Posted 2003-01-04 22:36
I’m deciding what to do after my stay at home father gig is up. When Liam starts kindergarten ( aprox 1.5 years from now)I’ll need to have something to do that generates some kind of income. I wanted to explore the possibility of making uilleann pipes. It seems like folks are always are on some sort of waiting list to get some good pipes. So I guess the need is high.
Any thoughts on how to get started? Should I travel to Ireland and study or what.
Thanks in advance for any imput.
Phizillip
I’ve been agonizing over these very same questions for something like 27 years now, and frankly, I haven’t come up with any really satisfying answers.
You used the term “some kind of income.” That’s about the size of it. Making uilleann pipes is certainly no sure way to achieve financial security. Everybody I know who has gotten into it has done it for reasons other than because they thought it was a sweet meal ticket. To be blunt, if your prime reason for considering it is because you see an economic niche that you could help fill, you should stop considering it.

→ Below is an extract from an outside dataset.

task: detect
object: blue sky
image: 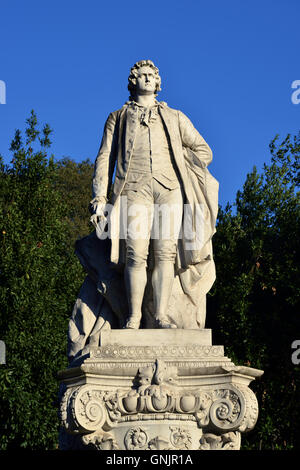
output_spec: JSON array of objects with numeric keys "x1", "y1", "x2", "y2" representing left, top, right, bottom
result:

The pipemakers who have made a go of it, i.e. been able to keep their noses above water, do it (have done it) because they felt, at least at some level, that they had to do it. They would not have been content doing anything else. This has little or nothing to do with whether they (we) have made good pipes, and consequently does not really have much to do with the question “does the world need another good pipemaker?”
But here are some thoughts on how to get started:
First, learn to play the instrument really well. Second, learn how to make really excellent reeds. Presumably you already play the pipes, so achieving these two goals won’t require much (more) money, but will require a good deal of well-directed time.

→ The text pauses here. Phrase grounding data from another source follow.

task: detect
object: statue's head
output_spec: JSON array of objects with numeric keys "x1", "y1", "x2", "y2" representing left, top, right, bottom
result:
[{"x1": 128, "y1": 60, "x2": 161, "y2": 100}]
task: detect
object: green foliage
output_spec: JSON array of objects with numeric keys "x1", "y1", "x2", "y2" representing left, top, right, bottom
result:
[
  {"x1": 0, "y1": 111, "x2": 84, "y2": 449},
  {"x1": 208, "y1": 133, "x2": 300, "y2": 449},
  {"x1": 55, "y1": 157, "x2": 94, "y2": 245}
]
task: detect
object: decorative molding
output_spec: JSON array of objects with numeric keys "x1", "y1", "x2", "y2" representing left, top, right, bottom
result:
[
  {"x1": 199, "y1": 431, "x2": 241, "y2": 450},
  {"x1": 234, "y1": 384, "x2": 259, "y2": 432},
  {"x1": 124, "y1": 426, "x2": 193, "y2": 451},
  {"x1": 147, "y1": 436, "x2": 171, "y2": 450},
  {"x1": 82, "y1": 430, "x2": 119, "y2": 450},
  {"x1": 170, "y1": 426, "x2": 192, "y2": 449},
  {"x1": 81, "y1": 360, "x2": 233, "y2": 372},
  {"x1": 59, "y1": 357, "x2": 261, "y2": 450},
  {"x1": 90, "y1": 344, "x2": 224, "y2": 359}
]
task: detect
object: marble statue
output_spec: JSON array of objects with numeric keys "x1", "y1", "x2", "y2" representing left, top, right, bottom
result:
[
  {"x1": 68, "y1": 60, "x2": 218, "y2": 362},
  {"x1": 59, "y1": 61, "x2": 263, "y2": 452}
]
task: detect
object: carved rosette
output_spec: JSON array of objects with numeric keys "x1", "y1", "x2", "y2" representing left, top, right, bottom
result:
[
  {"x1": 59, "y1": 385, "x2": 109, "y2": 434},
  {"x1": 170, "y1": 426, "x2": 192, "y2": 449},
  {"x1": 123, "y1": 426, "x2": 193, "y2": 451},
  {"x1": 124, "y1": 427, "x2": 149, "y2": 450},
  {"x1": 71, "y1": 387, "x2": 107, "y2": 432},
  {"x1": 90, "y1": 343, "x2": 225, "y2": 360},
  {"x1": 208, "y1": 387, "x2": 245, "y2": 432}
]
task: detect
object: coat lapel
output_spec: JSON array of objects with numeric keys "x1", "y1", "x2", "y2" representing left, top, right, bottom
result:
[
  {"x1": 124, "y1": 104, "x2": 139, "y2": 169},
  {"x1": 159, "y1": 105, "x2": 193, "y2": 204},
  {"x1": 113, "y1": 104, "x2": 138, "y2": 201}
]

Third, get lots of first-hand exposure to the instrument. Look at and study lots of different pipes by different makers of all time periods. You won’t be able to know what’s good (the instrument, the reeds, the playing) if you don’t know what’s been done before. Whether you believe it or not, it’s a pretty safe bet that one or more pipemakers before you have tried just about any idea you can come up with. Since Ireland is the place with the greatest concentration of pipes, pipers, reedmakers and pipemakers, it makes sense to spend some time there seeing what’s what. However, that being said, one of the finest reedmakers I know, a man with broad and deep knowledge of the instrument, has never seen Ireland “or the sky above it.”
Fourth, learn to turn well. Most of what people see and live with in a set of pipes is determined by the skill of the pipemaker as a turner. Fifth, learn to work metal: all the skills of the jeweler and the silversmith are required. Developing skills in turning and metalwork can be done without making pipes, and good instruction and guidance can be had just about everywhere you find people practicing these skills.
At the end of the day, I think that if you are cut out to be making pipes, that’s what you will do, and no amount of advice, good or bad, will keep you from it. I guess if you have to ask if you should do it, you probably shouldn’t.